Isabelle Huppert delights in light crime-comedy ‘The Godmother’

Glassy eyed: Isabelle Huppert plays a cop-turned-crim in the comedy ‘The Godmother’.

THE GODMOTHER (104 minutes; subtitled) M
As we all know by now post-Breaking Bad it’s not always greed that pushes people into criminal activity but sheer necessity.

That’s the case with the wonderfully named Patience Portefeux (Isabelle Huppert), a translator who transcribes tapped phone lines, providing critical information to her colleagues in the French narcotics squad so they can raid apartments and seize drugs.

With her frail mum in expensive care and pressure from her building manager to pay her fees Patience hits upon a brilliantly loopy scheme; rather than pass on valuable information about an especially lucrative drug deal she uses it to acquire a huge amount of hashish.

Storing it securely in her building’s strong room, she dons a disguise and starts making deals with the low lifes she’s meant to be informing on.

It’s an amusingly hairy proposition for Precious as she tries maintaining her cover while negotiating with slow-witted criminals who wouldn’t blink if a brick dropped on their head.

Complicating matters is that her adoring partner Phillippe (Hippolyte Girardot) also happens to be in charge of the narc squad, and when he inevitably gets wind of this swish new arrival on the drug scene he doubles down in trying to nab her.

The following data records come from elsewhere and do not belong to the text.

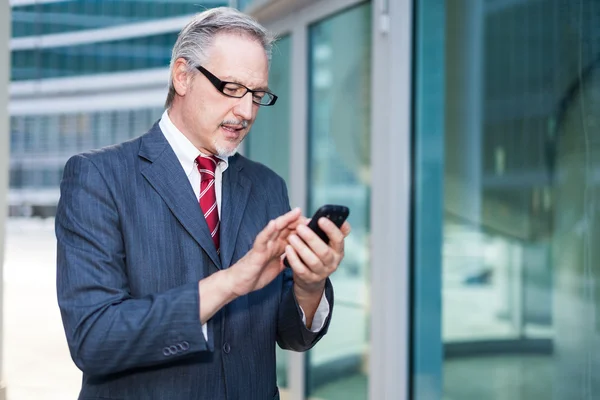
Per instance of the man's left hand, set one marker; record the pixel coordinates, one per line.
(311, 259)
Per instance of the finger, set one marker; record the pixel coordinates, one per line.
(295, 262)
(313, 240)
(346, 228)
(266, 234)
(335, 234)
(288, 218)
(308, 257)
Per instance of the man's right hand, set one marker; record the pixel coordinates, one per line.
(263, 262)
(254, 271)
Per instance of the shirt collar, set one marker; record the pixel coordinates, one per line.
(185, 151)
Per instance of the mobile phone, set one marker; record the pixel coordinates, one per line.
(335, 213)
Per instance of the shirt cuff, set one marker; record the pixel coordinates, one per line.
(320, 315)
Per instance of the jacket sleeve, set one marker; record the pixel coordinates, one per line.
(108, 330)
(292, 333)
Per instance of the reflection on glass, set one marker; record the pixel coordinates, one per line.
(268, 142)
(339, 173)
(520, 259)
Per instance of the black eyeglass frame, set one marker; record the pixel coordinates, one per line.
(220, 86)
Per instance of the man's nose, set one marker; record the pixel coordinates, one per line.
(244, 108)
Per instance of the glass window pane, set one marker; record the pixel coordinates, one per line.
(339, 173)
(269, 141)
(507, 138)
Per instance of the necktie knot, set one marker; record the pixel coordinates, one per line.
(208, 199)
(207, 166)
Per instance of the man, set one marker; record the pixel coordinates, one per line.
(170, 277)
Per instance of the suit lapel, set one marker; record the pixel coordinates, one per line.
(234, 198)
(166, 176)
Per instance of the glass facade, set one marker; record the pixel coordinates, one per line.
(43, 139)
(269, 140)
(93, 58)
(339, 173)
(44, 18)
(506, 200)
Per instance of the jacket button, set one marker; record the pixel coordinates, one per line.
(226, 348)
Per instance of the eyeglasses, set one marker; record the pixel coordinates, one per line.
(237, 90)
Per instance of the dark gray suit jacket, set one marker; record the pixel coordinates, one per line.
(132, 246)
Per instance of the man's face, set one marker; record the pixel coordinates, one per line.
(213, 122)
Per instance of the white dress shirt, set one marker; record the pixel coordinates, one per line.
(187, 153)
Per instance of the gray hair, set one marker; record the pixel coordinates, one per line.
(195, 39)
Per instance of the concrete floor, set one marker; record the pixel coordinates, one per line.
(37, 364)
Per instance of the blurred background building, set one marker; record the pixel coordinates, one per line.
(464, 135)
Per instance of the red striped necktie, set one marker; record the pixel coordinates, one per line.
(208, 198)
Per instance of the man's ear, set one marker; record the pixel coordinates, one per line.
(181, 77)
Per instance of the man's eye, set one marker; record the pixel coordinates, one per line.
(233, 90)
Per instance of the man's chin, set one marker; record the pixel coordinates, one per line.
(226, 151)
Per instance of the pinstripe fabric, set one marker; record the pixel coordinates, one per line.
(132, 246)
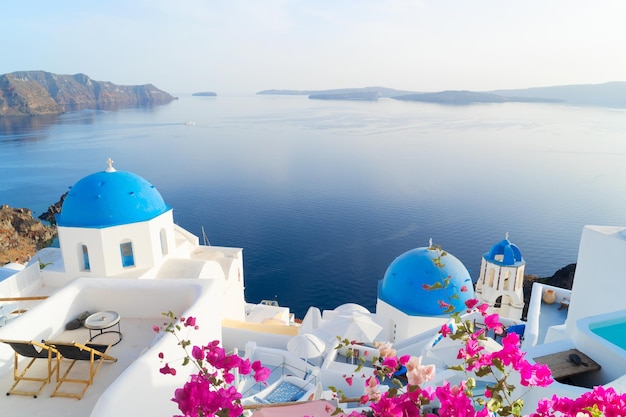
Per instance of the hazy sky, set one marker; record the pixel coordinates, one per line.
(244, 46)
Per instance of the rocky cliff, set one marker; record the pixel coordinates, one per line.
(21, 235)
(29, 93)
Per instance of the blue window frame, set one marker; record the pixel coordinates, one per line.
(128, 259)
(85, 251)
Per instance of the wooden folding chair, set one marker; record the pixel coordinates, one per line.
(73, 352)
(33, 350)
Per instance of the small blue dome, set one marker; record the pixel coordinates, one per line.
(111, 198)
(405, 278)
(505, 253)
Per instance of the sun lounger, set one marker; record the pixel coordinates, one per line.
(72, 352)
(33, 350)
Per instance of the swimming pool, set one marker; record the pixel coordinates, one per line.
(613, 331)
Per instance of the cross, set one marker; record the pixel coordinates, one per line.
(110, 166)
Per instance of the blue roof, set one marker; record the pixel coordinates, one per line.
(505, 253)
(111, 198)
(403, 284)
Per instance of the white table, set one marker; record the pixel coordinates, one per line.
(102, 322)
(5, 311)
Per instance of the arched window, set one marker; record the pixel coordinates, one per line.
(128, 258)
(163, 237)
(490, 277)
(85, 253)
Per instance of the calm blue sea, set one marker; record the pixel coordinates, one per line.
(323, 195)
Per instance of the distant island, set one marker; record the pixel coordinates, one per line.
(610, 94)
(32, 93)
(470, 97)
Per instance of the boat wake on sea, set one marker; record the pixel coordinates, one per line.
(122, 261)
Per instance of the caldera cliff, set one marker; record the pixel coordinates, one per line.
(31, 93)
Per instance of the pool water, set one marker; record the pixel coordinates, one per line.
(614, 331)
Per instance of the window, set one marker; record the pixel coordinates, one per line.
(85, 252)
(163, 237)
(128, 259)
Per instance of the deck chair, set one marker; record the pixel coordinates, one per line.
(33, 350)
(73, 352)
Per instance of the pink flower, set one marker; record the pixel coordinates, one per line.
(471, 303)
(371, 388)
(445, 330)
(166, 370)
(418, 374)
(492, 321)
(385, 350)
(197, 353)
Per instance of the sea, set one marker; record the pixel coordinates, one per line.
(323, 195)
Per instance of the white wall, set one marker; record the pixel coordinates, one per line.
(600, 279)
(405, 326)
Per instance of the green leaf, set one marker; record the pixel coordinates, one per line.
(494, 404)
(483, 371)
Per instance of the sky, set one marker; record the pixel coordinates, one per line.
(245, 46)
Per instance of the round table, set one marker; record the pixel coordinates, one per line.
(101, 323)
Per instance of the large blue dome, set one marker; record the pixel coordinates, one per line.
(111, 198)
(505, 253)
(405, 280)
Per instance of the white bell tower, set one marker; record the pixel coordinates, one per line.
(501, 280)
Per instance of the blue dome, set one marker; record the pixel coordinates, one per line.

While keeping a playful lightness of touch throughout, director Jean-Paul Salomé – who co-wrote the screenplay with Hannelore Cayre, author of the novel the film is based upon – doesn’t press down on the comedy pedal as hard as an American director probably would.

This allows him to tease out the comic nuances as Patience tries balancing her life as a cop with her new side-gig as a drug trafficker, building to a nifty, well-directed sequence where Phillippe and his team start closing in on their mysterious new drug kingpin.

As usual, Huppert is splendid, easily selling Patience as a woman forced to conceal her desperation behind a veil of feigned confidence.

And as well as being one of France’s most accomplished actresses, Huppert, now 68, is also one of its most beautiful and, like Catherine Deneuve, 77, has aged like fine wine.

Here she plays a character about 20 years younger and she pulls it off, admittedly with the help of a little make-up and some generous lens filters. Oh, and no facework, apparently.

The only snag with the film is the dull title. Internationally the film is known as Mama Weed. Why on Earth wouldn’t you go with that?